Non-linear waves in coaxial cylinder shells containing viscous liquid inside with consideration for energy dispersion

The equations which describe the strain waves by means of asymptotic methods of solving the hydro-elastic problem that includes the dynamic equations of two coaxial geometrically and physically nonlinear elastic shells are obtained. Energy dissipation and equations for an incompressible viscous fluid between cylindrical shells with appropriate boundary conditions are taken into account. Two cases are considered: one with structural damping in the material of shells, and the other with the viscoelastic material of the shell. Both cases lead to the same equations, which generalize the well-known modified Korteweg-de Vries–Burgers equations by introducing the term describing the liquid impact between the shells.
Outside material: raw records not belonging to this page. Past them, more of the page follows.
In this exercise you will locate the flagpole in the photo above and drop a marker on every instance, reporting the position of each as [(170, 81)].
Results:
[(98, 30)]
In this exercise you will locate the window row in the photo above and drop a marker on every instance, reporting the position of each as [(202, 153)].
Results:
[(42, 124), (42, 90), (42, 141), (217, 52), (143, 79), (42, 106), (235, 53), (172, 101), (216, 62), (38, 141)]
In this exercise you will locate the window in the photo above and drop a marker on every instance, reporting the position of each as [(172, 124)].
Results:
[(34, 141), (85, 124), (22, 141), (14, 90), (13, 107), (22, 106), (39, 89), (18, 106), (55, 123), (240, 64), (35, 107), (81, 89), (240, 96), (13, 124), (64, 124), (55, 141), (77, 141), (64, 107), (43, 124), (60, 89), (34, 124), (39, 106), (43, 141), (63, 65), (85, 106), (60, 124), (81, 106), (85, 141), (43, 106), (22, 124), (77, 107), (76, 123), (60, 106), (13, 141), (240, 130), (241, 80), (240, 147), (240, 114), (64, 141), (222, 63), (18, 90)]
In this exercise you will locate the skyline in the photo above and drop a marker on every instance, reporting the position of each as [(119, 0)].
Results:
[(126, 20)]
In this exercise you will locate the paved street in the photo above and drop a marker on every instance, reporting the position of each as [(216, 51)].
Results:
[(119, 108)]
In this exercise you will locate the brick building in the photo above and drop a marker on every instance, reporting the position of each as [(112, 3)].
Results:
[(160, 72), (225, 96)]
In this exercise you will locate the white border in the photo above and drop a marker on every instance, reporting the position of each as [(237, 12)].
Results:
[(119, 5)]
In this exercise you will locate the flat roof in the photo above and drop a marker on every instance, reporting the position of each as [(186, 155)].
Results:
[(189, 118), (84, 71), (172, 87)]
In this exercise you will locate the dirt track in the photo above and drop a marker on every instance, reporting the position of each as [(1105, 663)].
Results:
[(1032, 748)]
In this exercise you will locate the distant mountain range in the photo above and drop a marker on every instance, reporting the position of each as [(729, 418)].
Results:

The radius of the medial surface of the shell is significantly smaller than the wavelength of deformation, and therefore the asymptotic transition to the classical equation of hydrodynamic lubrication theory is made in the equations of viscous incompressible fluid. The presence of fluid between the co-axial shells gives rise to deformation waves not only in the outer shell but also in the inner one, where the initial deformation moment is equal to zero. Hence, the deformation wave of stable amplitude and velocity takes place. This fact is in accordance with the solitary wave solution, which cannot be described analytically. The construction under consideration can be characterized as a three layered packet, with liquid as a filler.